The second phase envisages the use of plutonium of fuel fast breeder reactors (FBRs). These produce power more efficiently and more Plutonium than they consume as well as uranium (233) form thorium. Progress towards this goal was achieved with the Fast Breeder Test Reactor at Kalpakkam attaining criticality in October 1985.


In the third phase, reactors will be based on the thorium cycle producing more uranium than they burn. Indeed, as Dr. M.R. Srinivasan, Chairman, Atomic Energy Commission, says: “Considerable progress has been achieved in the past few years in the implementation of our long-term nuclear programme. Drawn up in 1948, this envisages a total installed capacity of about 10000 MW of nuclear power by the turn of the century.”

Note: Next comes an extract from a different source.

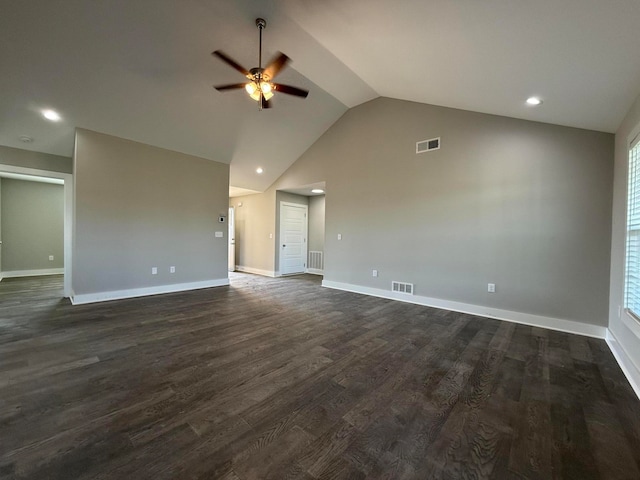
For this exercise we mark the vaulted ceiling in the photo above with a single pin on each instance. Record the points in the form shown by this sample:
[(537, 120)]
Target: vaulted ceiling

Nuclear power is just one of the aspects of the peaceful use of atomic energy. Use of radioisotopes for medical use is another vital aspect. Says Dr. P.K. lyengar, Director of BARC, “Currently, every year BARC processes and supplies more than 40000 consignments of different radioisotope products to over 1400 institutions in the country and abroad. India is not only self-sufficient in radio isotope technology, but it ranks among the top six countries in the world in this peaceful use of atomic energy.”


With all this it almost seems tautological to say that Indian scientists are at the forefront in aspect of nuclear science and technology. But you expect nothing else of a culture that slaw the connection between atoms and atman thousands of years ago and made peace, prosperity and enlightenment for all its supreme goal.